ÓRGANO OFICIAL DEL COMITÉ CENTRAL DEL PARTIDO COMUNISTA DE CUBA
Foto: Fotograma de Feria, la luz más oscura.

¿Serie policial? ¿Thriller sicológico? ¿Relato fantástico sobre fenómenos paranormales? ¿Mero entretenimiento o metáfora sobre el pasado y la actualidad de la sociedad española? Cada una de estas lecturas, más bien entrecruzadas, se hicieron de la miniserie Feria, la luz más oscura, producida este mismo año por la compañía Filmax, y distribuida por la plataforma Netflix. Puede que a los telespectadores cubanos, que acaban de verla por Multivisión, les haya pasado algo por el estilo.

El argumento desarrollado por Agustín Martínez y Carlos Montero, ambos con horas de vuelo en la creación de ficciones fantásticas, nos coloca en una villa andaluza en el inicio de los años 90 del pasado siglo, dato verificable en la hoja de vida de los personajes, el vestuario y la utilización de música que estuvo de moda en esa época. La desaparición de una veintena de sus habitantes en el interior de una mina, maldita desde los años 70, pone sobre el tapete desde un principio dos opciones: de una parte, la comisión de un crimen o un suicidio colectivo; de otra, la emergencia (o, mejor dicho, la persistencia) de un hecho sobrenatural.

Para sazonar el drama, dos adolescentes, Eva y Sofía, son mal vistas por una comunidad que le echa en cara a sus padres, sobre todo a la madre, la responsabilidad de reflotar un suceso anterior de similar calibre acontecido unos tres lustros atrás.

La baza sociopolítica se halla justamente situada en los antecedentes. El abuelo de las muchachitas, Valentín, luchó contra el franquismo y quedó varado en las profundidades de la mina. El telespectador saca las mejores cuentas a la altura del cuarto episodio, filmado en blanco y negro, con un telón de boca donde se habla de los minutos finales del Caudillo y la mezcla de euforia e incertidumbre acerca de la llamada Transición.

Pero las cuentas se enredan cuando la indagación policial tras la muerte (o sacrificio o abducción, vaya a usted a saber) de la veintena de feriantes en los 90, desemboca en la madeja de un culto satánico, que rige los destinos individuales y colectivos de los habitantes de la villa, y contra el que ni la lógica ni la razón pueden. Es una luz oscura la del Culto de la Luz, es la construcción de un puzzle en el que todas las piezas conducen a un final apocalíptico, propiciada por la relación de amor-odio entre Elena (Marta Nieto) y su hija Sofía (Carla Campra), en la cual los efectos especiales, de atractiva geometría pop, inundan la pantalla doméstica a la espera de una nueva temporada en la que se supone que reine para siempre Yaldabaoth, el maligno. A esas alturas, lo policial y lo social se desinflaron, de modo que si se quiere entender la trama, al telespectador no le quedará más remedio que matricular un curso intensivo sobre los evangelios gnósticos.

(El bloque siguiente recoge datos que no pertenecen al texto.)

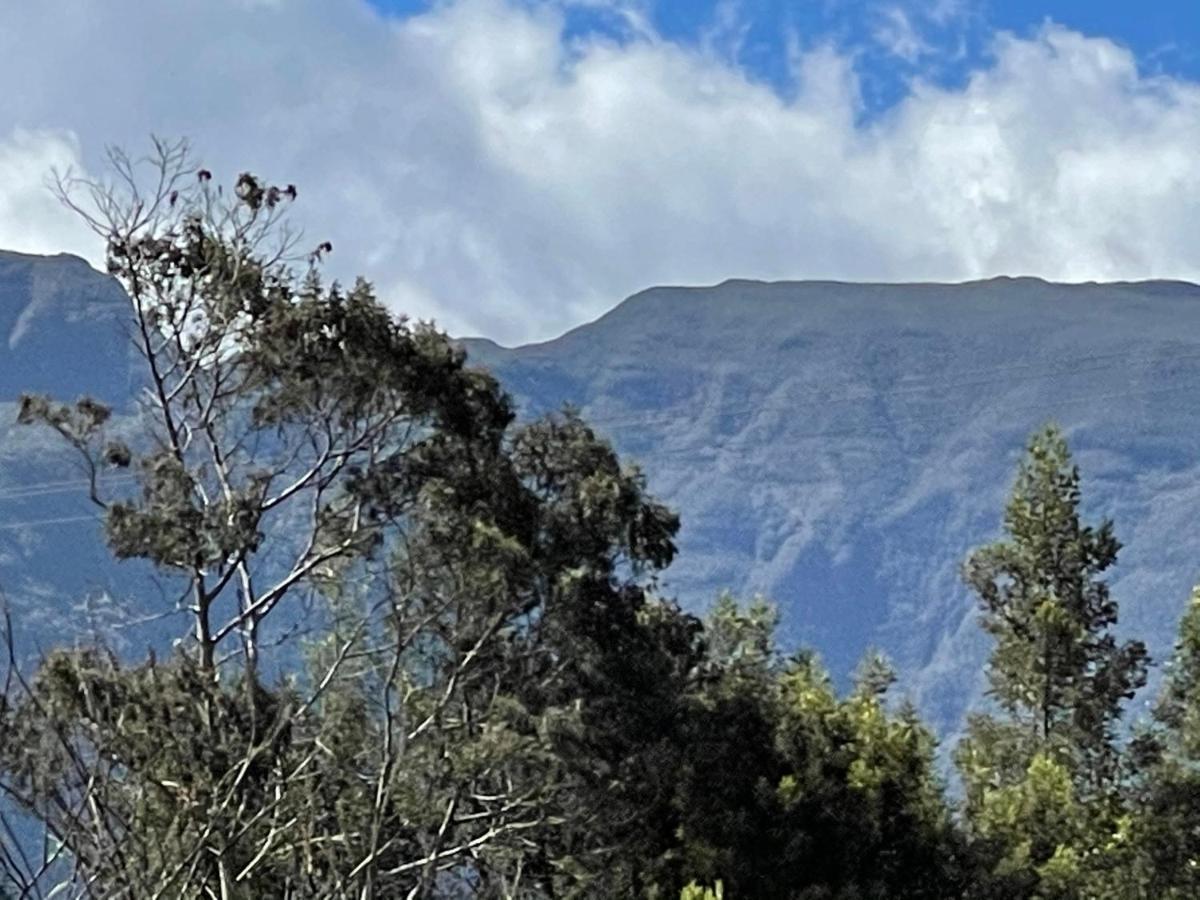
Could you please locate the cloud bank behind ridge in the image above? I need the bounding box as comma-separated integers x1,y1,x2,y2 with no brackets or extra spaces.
0,0,1200,343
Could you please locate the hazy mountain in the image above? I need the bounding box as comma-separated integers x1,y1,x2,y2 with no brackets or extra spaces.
469,278,1200,725
0,254,1200,726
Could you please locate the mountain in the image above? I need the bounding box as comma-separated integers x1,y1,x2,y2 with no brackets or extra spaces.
468,278,1200,728
0,252,152,648
0,254,1200,731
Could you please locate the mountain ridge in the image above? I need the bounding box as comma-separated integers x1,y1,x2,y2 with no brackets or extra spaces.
0,253,1200,733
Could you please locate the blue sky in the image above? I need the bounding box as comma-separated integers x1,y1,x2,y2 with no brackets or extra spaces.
372,0,1200,118
0,0,1200,343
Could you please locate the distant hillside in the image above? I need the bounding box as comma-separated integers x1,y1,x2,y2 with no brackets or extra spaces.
0,253,1200,727
467,278,1200,725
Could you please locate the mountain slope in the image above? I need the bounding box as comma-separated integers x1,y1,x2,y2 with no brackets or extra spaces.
468,278,1200,726
0,253,1200,730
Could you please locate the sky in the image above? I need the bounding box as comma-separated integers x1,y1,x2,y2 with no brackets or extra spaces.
0,0,1200,344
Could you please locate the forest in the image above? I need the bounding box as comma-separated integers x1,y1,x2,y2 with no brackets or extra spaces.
0,143,1200,900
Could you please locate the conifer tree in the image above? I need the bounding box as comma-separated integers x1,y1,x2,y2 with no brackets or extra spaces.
956,426,1147,896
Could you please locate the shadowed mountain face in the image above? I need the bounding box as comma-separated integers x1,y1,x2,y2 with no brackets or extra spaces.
0,252,154,650
0,254,1200,728
468,278,1200,727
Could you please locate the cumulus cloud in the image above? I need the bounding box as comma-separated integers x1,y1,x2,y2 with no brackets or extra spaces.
0,128,102,264
0,0,1200,342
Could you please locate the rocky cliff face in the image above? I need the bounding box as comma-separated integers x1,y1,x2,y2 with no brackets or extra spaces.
468,278,1200,726
0,254,1200,728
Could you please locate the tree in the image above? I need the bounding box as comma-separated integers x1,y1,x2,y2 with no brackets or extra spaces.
0,143,696,900
956,427,1147,896
664,596,964,900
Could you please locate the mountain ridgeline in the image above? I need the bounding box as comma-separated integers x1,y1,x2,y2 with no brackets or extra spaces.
0,253,1200,732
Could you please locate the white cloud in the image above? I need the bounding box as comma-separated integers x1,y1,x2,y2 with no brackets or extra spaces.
0,0,1200,341
0,128,102,264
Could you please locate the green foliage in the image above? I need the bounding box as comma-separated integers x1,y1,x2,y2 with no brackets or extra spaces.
955,427,1147,898
9,144,1200,900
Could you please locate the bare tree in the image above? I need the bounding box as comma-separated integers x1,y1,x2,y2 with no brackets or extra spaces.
0,142,686,900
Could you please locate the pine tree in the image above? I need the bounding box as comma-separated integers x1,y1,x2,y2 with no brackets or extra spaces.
956,426,1147,896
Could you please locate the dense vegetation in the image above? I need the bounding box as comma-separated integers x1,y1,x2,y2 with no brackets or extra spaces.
0,145,1200,900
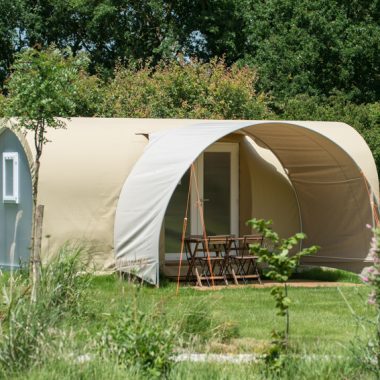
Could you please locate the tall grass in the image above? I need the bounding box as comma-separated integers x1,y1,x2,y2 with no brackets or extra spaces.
0,245,90,376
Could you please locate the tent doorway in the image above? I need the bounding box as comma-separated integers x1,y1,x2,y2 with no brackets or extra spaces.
165,143,239,261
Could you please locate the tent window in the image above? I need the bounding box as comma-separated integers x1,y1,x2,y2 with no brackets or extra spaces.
3,152,19,203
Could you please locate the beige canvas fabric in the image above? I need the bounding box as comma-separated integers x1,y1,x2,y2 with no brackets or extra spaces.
0,118,378,283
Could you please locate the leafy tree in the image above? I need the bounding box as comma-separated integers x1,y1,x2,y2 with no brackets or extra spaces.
18,0,187,76
239,0,380,102
0,0,21,87
6,47,87,299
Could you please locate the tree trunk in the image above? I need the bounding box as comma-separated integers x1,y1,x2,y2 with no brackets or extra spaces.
31,205,44,302
30,156,43,302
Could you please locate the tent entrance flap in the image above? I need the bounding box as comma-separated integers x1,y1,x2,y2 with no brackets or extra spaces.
114,121,378,284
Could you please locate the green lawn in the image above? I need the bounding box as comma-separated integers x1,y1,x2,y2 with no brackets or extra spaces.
1,275,374,380
75,276,372,353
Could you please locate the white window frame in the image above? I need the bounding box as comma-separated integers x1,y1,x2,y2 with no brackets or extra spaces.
3,152,19,203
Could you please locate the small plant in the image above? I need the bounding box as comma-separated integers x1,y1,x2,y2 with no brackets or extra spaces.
248,219,319,347
98,305,174,378
39,243,91,316
178,301,239,347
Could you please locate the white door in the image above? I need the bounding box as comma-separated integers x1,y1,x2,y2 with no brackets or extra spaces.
165,143,239,255
191,143,239,236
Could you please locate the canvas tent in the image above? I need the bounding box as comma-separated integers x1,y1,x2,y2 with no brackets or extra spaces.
0,118,378,284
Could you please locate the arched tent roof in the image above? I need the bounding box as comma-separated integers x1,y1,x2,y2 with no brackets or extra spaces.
114,121,378,284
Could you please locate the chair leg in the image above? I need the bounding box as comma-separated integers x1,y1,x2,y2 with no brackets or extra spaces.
195,268,203,288
231,268,239,285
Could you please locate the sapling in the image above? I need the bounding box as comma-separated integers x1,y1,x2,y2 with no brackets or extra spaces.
360,225,380,379
5,46,88,301
247,219,319,347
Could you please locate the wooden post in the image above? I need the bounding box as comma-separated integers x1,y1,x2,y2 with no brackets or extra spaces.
32,205,44,302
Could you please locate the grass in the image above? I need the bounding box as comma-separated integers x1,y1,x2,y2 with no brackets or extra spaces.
65,276,372,353
0,269,374,380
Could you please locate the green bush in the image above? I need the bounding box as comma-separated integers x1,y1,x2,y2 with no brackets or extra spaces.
100,59,269,119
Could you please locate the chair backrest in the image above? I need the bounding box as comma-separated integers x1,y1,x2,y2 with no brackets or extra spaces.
243,234,264,254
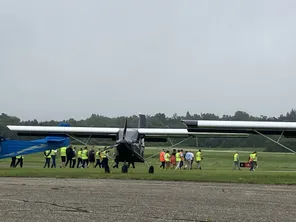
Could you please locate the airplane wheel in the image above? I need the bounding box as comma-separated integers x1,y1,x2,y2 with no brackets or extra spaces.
121,164,128,173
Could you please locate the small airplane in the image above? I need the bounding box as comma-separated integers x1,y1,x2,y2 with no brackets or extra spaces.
7,114,249,169
0,136,70,159
182,120,296,153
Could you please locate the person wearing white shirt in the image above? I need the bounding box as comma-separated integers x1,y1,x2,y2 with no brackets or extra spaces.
185,151,194,170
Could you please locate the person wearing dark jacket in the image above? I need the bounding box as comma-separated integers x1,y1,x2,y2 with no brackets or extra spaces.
88,149,96,167
65,146,73,168
10,156,16,167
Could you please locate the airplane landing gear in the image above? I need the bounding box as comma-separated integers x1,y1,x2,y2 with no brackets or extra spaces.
148,166,154,174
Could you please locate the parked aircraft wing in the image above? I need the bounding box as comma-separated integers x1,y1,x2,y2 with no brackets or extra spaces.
182,120,296,137
138,128,249,138
7,125,119,138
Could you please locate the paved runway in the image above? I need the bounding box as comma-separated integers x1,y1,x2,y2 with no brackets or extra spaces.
0,178,296,222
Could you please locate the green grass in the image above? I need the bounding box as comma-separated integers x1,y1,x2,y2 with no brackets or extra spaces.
0,148,296,185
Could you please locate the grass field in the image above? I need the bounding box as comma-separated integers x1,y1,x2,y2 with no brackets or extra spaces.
0,148,296,185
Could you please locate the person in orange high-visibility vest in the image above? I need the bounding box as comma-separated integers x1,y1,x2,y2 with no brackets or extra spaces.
159,149,165,169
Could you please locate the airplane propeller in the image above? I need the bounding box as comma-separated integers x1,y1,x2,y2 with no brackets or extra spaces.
122,118,127,140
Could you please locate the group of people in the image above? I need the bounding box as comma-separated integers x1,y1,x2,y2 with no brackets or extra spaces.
159,149,203,170
44,146,108,168
232,151,258,171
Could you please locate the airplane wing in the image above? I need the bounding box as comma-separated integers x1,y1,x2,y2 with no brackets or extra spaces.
182,120,296,137
7,125,249,138
7,125,119,138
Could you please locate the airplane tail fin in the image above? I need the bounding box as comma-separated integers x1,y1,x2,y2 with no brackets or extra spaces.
138,114,147,128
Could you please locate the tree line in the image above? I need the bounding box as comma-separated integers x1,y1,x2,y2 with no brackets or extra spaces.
0,109,296,152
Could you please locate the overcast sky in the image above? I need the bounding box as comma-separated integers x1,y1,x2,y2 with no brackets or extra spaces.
0,0,296,120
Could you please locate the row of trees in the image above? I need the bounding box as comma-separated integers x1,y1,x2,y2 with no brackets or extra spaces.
0,109,296,152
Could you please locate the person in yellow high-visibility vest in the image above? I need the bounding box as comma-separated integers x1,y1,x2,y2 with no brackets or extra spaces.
164,151,171,169
175,150,182,169
253,151,258,170
70,147,77,168
101,147,108,168
77,148,82,168
50,150,58,168
249,153,255,171
232,152,240,170
43,150,51,168
60,146,67,168
15,155,24,168
95,150,102,168
195,149,203,170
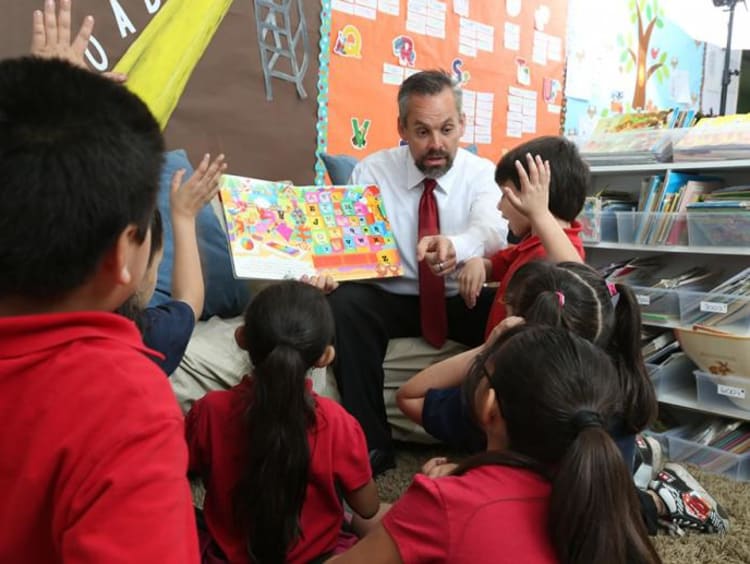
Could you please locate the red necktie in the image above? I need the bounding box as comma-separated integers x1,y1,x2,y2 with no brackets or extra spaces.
417,178,448,349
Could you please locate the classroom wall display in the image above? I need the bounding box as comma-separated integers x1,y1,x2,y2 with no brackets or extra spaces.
0,0,320,184
565,0,705,137
316,0,568,184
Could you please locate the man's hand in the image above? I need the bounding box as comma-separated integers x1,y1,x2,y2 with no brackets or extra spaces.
458,257,487,309
422,456,458,478
417,235,457,276
502,154,550,222
31,0,127,82
169,154,227,221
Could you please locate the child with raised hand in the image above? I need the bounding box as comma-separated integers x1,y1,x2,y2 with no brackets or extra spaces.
118,155,227,375
186,281,379,563
0,19,198,563
335,325,660,564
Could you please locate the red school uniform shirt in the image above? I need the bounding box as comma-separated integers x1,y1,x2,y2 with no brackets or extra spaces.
186,377,372,564
484,221,585,339
382,465,557,564
0,312,199,564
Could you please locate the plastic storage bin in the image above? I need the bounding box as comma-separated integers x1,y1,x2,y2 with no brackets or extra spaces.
630,286,680,325
665,427,750,481
679,291,750,336
687,210,750,247
615,212,689,246
695,370,750,410
646,352,696,397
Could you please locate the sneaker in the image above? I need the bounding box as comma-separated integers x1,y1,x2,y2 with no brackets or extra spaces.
649,462,729,534
633,434,666,490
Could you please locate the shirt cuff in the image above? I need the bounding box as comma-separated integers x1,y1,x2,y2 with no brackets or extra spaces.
448,235,484,264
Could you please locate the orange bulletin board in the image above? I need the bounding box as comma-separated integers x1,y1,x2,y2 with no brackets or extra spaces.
318,0,567,181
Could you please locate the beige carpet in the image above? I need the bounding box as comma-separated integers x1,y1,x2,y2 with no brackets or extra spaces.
378,445,750,564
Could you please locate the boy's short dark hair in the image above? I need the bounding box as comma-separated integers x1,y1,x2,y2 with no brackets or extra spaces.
0,57,164,300
495,136,591,221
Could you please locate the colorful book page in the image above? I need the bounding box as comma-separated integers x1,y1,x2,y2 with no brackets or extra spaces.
220,175,402,280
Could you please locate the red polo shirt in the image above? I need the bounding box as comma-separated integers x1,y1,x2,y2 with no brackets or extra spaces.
383,465,557,564
186,377,372,564
0,312,198,564
484,221,585,339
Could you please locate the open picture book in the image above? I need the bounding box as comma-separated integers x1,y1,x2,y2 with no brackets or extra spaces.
219,174,402,281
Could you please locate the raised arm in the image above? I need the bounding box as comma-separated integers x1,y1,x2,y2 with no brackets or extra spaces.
503,154,583,262
31,0,127,82
170,155,227,319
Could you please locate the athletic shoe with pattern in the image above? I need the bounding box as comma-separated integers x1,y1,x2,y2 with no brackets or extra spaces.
649,462,729,534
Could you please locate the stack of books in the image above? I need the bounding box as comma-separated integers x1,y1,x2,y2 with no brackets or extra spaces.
581,108,696,165
673,114,750,161
633,170,723,245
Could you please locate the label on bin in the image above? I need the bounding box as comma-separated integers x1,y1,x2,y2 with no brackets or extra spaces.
718,384,745,399
701,302,727,313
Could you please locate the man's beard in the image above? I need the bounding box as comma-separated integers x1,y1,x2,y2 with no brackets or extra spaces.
414,151,453,178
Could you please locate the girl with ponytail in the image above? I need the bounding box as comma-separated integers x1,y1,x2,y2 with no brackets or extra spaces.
336,325,660,564
186,281,379,564
397,261,657,465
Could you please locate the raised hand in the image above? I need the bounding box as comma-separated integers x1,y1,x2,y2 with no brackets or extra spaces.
170,154,227,220
502,154,551,219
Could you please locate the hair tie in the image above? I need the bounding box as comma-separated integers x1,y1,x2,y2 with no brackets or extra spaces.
555,290,565,307
607,282,617,298
570,409,604,435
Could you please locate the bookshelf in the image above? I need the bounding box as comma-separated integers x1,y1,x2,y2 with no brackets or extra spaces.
584,160,750,428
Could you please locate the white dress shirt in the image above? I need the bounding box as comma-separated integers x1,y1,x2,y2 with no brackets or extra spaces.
350,145,508,296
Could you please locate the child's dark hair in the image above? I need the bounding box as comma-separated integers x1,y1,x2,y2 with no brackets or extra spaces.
454,325,660,564
148,208,164,266
505,261,657,433
235,281,334,563
0,57,164,300
495,136,591,221
115,208,164,326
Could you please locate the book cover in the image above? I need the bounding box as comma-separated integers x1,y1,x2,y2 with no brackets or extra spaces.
666,178,722,245
219,175,402,280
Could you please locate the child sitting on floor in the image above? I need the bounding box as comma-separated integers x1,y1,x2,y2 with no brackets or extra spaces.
336,325,660,564
186,277,379,564
0,14,198,564
399,261,728,534
118,155,227,375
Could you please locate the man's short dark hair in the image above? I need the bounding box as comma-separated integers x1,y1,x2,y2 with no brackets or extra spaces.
398,70,462,125
0,57,164,300
495,136,591,221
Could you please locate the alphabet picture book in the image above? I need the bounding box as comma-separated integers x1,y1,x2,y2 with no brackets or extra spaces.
220,174,402,280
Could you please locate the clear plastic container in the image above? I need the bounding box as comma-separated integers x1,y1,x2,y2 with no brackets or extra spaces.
646,352,696,397
615,212,689,246
687,209,750,247
665,426,750,481
695,370,750,415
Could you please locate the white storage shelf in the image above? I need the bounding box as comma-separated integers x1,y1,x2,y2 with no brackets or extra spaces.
584,160,750,458
647,353,750,421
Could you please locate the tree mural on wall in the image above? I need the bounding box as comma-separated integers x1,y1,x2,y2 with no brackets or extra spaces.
617,0,669,109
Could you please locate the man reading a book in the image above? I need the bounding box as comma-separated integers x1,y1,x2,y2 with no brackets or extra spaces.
329,71,507,474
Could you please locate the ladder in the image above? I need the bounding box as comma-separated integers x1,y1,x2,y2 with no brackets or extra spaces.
254,0,310,102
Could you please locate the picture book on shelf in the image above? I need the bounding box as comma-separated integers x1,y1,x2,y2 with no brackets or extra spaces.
219,175,402,280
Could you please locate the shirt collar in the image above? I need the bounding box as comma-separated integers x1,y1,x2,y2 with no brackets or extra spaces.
404,145,464,194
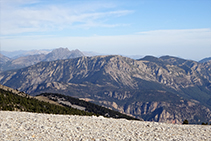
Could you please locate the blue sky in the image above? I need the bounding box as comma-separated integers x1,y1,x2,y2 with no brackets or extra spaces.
0,0,211,60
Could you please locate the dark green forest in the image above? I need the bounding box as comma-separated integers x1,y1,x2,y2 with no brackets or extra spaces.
0,89,96,116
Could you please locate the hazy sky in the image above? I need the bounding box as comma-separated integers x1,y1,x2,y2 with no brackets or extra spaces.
0,0,211,60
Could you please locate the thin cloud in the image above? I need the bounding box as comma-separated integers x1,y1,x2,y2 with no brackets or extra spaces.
1,1,133,35
2,28,211,60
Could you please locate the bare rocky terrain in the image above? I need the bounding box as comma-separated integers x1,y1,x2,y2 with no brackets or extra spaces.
0,111,211,141
0,54,211,124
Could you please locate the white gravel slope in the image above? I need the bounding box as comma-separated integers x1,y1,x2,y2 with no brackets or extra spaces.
0,111,211,141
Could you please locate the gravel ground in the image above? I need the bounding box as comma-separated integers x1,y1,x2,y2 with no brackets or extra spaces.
0,111,211,141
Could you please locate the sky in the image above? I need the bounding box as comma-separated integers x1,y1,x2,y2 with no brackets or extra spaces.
0,0,211,61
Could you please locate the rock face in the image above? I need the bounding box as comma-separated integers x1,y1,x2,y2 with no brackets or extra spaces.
0,53,211,123
0,48,84,71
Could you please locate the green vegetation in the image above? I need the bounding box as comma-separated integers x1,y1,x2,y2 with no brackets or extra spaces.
40,93,138,120
0,89,96,116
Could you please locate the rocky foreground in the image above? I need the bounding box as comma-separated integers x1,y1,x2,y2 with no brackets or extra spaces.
0,111,211,141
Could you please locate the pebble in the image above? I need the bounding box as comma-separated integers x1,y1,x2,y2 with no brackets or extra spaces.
0,111,211,141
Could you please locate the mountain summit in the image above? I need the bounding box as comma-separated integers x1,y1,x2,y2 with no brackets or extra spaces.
0,48,84,71
0,55,211,123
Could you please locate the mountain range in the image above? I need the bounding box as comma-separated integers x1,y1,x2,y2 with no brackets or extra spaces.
0,84,138,120
0,48,84,71
0,53,211,123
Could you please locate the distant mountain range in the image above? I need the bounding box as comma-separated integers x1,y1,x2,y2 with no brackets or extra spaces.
0,54,211,123
0,84,138,120
0,48,84,71
199,57,211,63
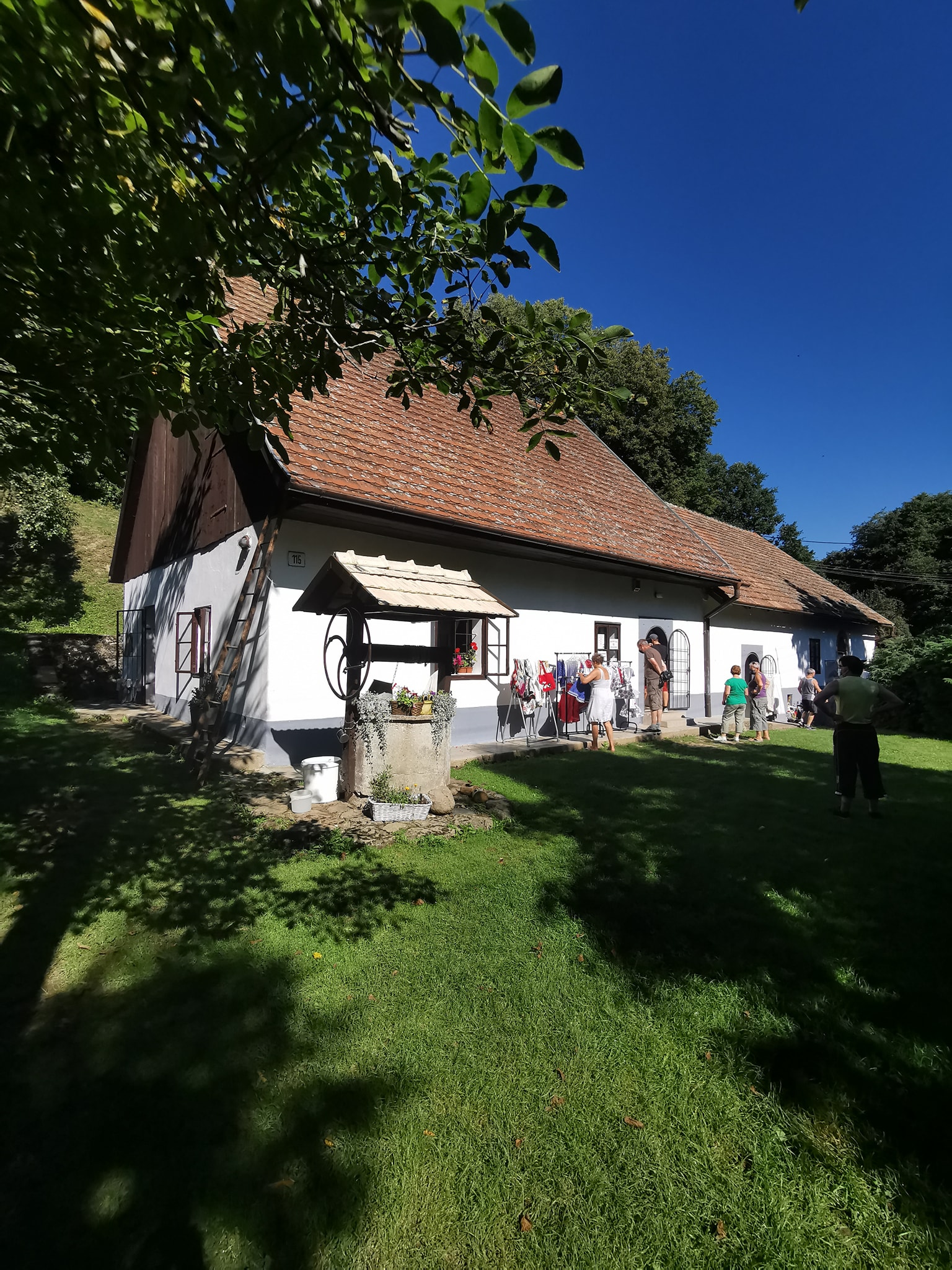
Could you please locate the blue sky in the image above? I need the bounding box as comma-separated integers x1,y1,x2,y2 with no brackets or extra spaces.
467,0,952,553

Al margen de los guiños a producciones estadounidenses del corte de Stranger things o la poderosa imaginería del Guillermo del Toro de El espinazo del diablo y El laberinto del fauno –guiños no más, que no es para tanto–, lo más interesante pasa por los dramas íntimos de personajes secundarios en los que el miedo, la culpa y los prejuicios matizan la historia.